By Nick Assinder
Political correspondent, BBC News website
If anyone believed the clear vote by MPs for a fully elected House of Lords would mark the end of this historic battle, they should think again.
The very fact that the Commons gave such overwhelming support for an entirely elected chamber may ensure the battle is more intense than it might have been had they accepted the 50-50 option favoured by Tony Blair and Commons leader Jack Straw.
Much can still go wrong with plans to reform Lords
Indeed it is believed many MPs who were against the reforms voted for the most extreme option in an attempt to maximise opposition to the package when Lords have their vote on it next week and, in effect, kill the whole thing off.
That may, however, have backfired as the size of the majority for the 100% elected option was so large it makes it hugely difficult for opponents to claim the will of the Commons was unclear.
That is particularly true as the only other option backed by MPs was for an 80% elected chamber - none of the other options suggesting a smaller elected element, or none at all, were passed.
And that itself suggests the will of the Commons is clear. Mr Straw has accepted there has been a "shift in the landscape" on the issue and insisted that, even without tactical voting, the result would have been the same.
"Judging by the pretty substantial 38 majority for 80% elected, I'm clear 100% elected would have passed in any event," he told the BBC Radio 4 Today programme.
"The words mean what they say; people knew exactly what they were doing and they voted for a fully-elected House," he said.
Mr Straw's option was roundly defeated
In any case, Mr Straw now has to map out the way forward on this century-old battle.
Clearly the debate is far from over and it would still be premature to confidently predict the final outcome.
For a start, the Lords themselves will next week have to vote on the options already debated by MPs and hardly anyone believes they will come to the same conclusion.
Following that, Mr Straw will have to consider legislation taking into account the votes in both houses - which are only advisory, not binding.
But supporters of a fully-elected chamber will undoubtedly insist he has no option by accept the will of the Commons.
Assuming he can map a way through that maze, there will be plenty of other issues related to the actual working of the new upper chamber - whatever it ends up being called - that could prove hugely controversial.
What precise powers the members should have, what level of salary they should be paid, how they should be elected or appointed and for how long are just some of the issues still to be decided and bound to be controversial.
Finally, of course, there is the issue of government will. To push legislation through will require a great deal of parliamentary time and serious commitment from the prime minister and cabinet.
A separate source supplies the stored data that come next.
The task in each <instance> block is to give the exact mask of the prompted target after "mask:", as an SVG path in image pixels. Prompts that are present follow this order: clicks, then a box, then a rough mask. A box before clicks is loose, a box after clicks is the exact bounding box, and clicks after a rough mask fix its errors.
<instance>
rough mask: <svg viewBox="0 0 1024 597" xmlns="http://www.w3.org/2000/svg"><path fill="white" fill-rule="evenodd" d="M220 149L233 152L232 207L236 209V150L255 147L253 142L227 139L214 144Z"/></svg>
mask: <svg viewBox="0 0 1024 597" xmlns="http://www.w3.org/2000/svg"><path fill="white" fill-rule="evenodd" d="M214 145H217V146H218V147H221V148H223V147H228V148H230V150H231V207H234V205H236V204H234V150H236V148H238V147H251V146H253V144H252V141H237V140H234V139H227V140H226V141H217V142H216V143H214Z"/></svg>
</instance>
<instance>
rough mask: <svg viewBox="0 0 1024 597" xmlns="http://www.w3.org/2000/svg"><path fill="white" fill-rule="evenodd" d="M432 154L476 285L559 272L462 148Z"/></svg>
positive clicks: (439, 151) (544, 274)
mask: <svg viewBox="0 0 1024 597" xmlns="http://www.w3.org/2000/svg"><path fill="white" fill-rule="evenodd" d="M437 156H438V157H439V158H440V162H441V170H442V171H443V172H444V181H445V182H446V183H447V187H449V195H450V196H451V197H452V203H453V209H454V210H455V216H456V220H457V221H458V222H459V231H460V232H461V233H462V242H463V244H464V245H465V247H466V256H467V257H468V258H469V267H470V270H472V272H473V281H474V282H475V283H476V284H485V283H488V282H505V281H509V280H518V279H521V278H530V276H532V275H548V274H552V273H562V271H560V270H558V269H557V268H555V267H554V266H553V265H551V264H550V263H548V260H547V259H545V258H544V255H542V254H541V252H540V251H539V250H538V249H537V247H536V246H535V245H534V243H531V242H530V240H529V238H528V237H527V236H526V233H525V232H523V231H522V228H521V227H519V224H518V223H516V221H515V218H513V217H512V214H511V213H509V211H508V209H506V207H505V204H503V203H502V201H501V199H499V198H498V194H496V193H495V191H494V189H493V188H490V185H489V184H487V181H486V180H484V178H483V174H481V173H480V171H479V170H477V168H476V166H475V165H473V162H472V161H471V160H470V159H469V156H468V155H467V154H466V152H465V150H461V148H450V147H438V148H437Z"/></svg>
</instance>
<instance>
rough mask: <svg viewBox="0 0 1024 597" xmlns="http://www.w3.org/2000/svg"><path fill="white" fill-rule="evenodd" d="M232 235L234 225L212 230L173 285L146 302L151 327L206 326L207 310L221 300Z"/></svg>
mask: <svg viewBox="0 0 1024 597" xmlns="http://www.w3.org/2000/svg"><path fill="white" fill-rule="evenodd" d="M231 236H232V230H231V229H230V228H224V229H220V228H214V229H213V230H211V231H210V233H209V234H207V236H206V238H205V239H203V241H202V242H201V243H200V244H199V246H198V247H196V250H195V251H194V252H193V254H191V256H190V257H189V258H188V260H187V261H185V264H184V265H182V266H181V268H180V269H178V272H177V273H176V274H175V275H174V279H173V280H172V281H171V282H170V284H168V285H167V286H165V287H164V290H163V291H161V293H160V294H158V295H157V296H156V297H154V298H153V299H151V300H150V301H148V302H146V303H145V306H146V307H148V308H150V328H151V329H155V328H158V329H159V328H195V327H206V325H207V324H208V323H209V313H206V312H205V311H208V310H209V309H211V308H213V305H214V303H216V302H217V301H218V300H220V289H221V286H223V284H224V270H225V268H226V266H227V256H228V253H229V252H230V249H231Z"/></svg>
The Labour manifesto certainly promised to give MPs the chance to come to a decision on the issue. But there is no pledge to follow through.
So it is not beyond the bounds of possibility that the prime minister and Commons leader Jack Straw simply decide after debates in both Houses that there is still not a clear enough consensus and abandon the project or attempt to offer voters a say by making it an manifesto pledge at the next election.
In the wake of the overwhelming Commons vote, that would prove hugely controversial.
The upshot of all this is likely to be another protracted constitutional battle, the conclusion of which remains entirely unpredictable.